Она с нахрапом обращалась ко мне, как если бы не имела понятия, что у меня, как и у моего отца, есть священный сан. Но для неё я, очевидно, так и остался убогим беспомощным мальчишкой, затюканным поручениями отца. Она сердобольно глазела на меня тогда и всё равно нагружала мой бездонный портфель бутылками кислого вонючего вина. Из-за этого внутренности портфеля липли к рукам.
Она — это соседка по Красной улице, пятый дом справа, и переговорить её было невозможно, хотя бы с тех пор, как она соизволила со мной говорить. Мне тогда исполнилось пятнадцать.
Я с трудом допытался, в чëм дело: отец, кажется, упал в церкви со стремянки и повредил то ли позвоночник, то ли таз. Опять надумал продать что-то, догадался я.
Его забрали в больницу в Бове, и соседка осаждала меня требованиями сию же минуту бросить всё и ехать. С возрастом её подверженность к аггравации собственных и чужих болезней только увеличилась.
Когда я растолковал ей несколько раз, что приеду сразу по завершении дел — скорее всего, в пятницу, — и попрощался с ней, Лафонтен всё никак не могла выманить мадам Грин из кабинета.
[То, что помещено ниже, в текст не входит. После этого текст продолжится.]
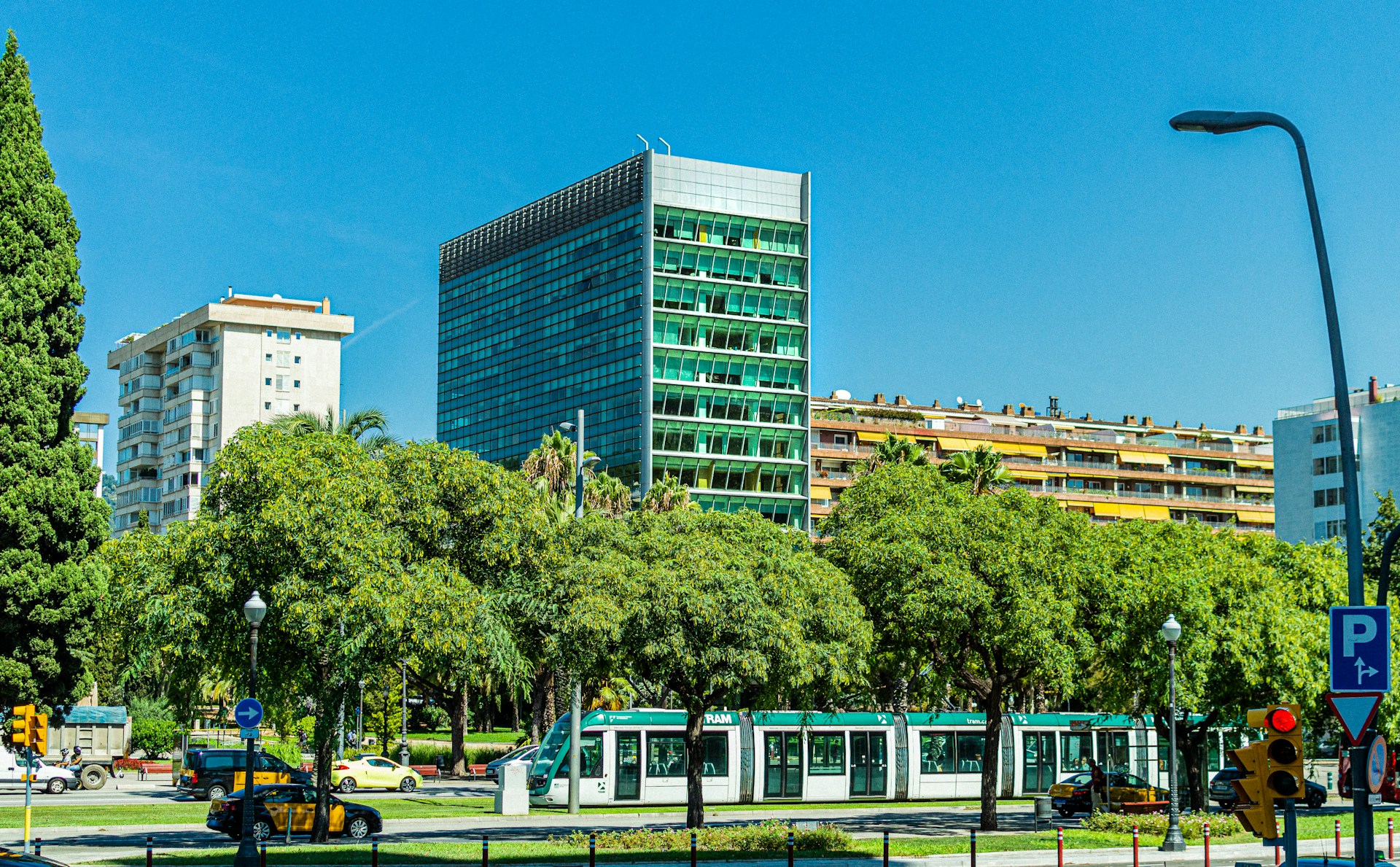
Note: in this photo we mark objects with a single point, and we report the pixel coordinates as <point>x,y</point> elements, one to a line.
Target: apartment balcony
<point>1118,439</point>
— Кстати, мадам Грин, — встрял я в их препирательство, — у Люсиль, по-моему, комплекс отличницы. Это может плохо сказаться на её дальнейшей судьбе.
— Надо же! А вы, значит, не только педофил, но ещё и психолог?
Хмыкнув сорвавшимся голосом, мадам Грин бросилась прочь. Её слова разбились о щит моей эмоциональной заскорузлости, неэстетично выставленной напоказ. Я даже бровью не повёл.
Близился ненавистный, бесцельный вечер.
Осознание того, за чем я наблюдал в беседке, исподволь обволакивало меня.